Over on the Code Golf StackExchange site, people will post programming challenges with the goal of the challenge (usually) being to write code in the language of your choice that solves the problem in as few bytes (or characters) as possible. What I want to talk about today is a submission I made to a challenge where I actually missed the mark for the shortest, but was still proud enough to post my answer.

Programming With... Starfish?

Competition in these challenges can get pretty fierce as people try to shave off bytes wherever they can, and whole (if you can call them that) languages have been crafted just to reduce byte counts. These esoteric languages, or esolangs, can reduce the bytes required to perform an action by a significant amount. Of course, if the language lacks a feature, it can also increase the bytes needed by a significant amount. One such esolang, which was created by a friend of mine, Discordian, is *><>. This language, called Starfish, is actually a derivative of another esolang, ><> , or Fish.

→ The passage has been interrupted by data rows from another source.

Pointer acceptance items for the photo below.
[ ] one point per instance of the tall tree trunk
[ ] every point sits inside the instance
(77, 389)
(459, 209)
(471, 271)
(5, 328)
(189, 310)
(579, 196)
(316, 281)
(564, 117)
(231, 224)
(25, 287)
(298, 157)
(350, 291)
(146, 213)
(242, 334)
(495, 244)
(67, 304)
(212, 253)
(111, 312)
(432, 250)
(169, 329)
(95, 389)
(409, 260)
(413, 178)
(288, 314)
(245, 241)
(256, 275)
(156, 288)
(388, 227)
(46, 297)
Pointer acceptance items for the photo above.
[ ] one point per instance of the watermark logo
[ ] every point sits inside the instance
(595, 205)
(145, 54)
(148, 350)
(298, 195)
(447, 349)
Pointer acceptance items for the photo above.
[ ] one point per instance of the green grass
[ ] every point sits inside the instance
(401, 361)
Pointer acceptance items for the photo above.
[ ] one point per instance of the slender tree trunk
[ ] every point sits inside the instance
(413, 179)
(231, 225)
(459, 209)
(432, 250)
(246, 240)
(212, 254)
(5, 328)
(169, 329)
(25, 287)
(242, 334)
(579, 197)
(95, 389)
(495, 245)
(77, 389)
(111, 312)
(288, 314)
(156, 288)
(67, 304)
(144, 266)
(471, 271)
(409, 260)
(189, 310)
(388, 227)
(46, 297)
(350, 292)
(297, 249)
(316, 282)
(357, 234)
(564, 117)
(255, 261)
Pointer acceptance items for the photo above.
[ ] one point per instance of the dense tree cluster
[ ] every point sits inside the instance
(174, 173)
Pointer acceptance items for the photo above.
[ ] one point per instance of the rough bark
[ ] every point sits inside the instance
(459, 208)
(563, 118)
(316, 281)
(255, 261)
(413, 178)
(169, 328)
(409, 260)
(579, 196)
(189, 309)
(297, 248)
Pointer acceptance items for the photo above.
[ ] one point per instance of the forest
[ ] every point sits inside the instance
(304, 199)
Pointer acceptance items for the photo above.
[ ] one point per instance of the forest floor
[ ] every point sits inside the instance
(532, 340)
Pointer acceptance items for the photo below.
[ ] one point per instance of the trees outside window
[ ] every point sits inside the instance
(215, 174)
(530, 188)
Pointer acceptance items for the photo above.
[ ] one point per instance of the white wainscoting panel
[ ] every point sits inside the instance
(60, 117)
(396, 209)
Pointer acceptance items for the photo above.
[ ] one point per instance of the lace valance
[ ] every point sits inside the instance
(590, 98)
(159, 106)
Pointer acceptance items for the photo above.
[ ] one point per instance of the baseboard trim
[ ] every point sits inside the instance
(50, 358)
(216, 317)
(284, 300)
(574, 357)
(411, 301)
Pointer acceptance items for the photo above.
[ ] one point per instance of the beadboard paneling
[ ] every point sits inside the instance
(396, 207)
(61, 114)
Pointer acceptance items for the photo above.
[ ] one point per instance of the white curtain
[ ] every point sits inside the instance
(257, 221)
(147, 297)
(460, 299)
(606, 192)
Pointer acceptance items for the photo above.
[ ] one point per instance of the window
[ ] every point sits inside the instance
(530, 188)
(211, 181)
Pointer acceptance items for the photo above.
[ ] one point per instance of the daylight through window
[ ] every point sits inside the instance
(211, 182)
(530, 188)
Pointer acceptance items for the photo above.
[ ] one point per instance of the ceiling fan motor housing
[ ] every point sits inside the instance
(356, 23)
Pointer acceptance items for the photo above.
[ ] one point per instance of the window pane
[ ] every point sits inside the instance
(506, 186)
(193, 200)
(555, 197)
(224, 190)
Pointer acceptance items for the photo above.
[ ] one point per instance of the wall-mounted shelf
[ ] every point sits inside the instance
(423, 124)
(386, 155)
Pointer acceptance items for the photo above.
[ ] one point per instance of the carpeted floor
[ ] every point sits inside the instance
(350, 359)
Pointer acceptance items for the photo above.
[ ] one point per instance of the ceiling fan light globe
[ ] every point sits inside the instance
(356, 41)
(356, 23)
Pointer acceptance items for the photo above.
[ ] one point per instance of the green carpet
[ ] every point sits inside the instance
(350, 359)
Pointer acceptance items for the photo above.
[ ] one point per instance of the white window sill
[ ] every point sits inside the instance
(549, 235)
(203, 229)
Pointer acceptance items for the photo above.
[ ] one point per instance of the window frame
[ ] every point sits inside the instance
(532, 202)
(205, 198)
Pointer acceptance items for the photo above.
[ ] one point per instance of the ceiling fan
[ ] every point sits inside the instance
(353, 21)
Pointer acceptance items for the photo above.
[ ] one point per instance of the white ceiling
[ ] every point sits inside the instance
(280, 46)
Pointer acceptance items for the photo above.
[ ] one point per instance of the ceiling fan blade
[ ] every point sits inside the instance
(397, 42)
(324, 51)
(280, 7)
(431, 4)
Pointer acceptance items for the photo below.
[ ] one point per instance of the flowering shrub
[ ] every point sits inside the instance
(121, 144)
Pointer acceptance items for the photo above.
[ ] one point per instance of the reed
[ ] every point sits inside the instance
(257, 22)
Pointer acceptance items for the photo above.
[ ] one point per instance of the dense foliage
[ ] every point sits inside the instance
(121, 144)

The answer that I was beat out by was actually in ><>, while mine was in *><>, so it could be said I’m perfectly fine posting my answer. It is, after all, a different language. That said, best as I can tell, any ><> program is also a valid *><> program. To liken the two languages to shapes, I offer the following analogy: square : rectangle :: Starfish : Fish. All this to say that I ultimately was still beat by this other answer.

So You Lost. Why Post It?

From my experience, it’s very common in the tech world to be dissuaded from posting your code if it’s not the best. “Don’t reinvent the wheel,” the saying goes. While I understand its merit for some things, I think that this adage’s widespread usage can be very hindering for progress. This can be especially damaging for new programmers, who are likely to then just copy/paste “the best” code, and never come to understand it.

So I post my “inferior” answer, because even if it didn’t have the least amount of bytes, it was unique and I did learn a lot writing it. Plus, it uses features available to *><> that aren’t available in ><>, so even if the other answer is shorter, it can be said that mine definitely is a *><> program.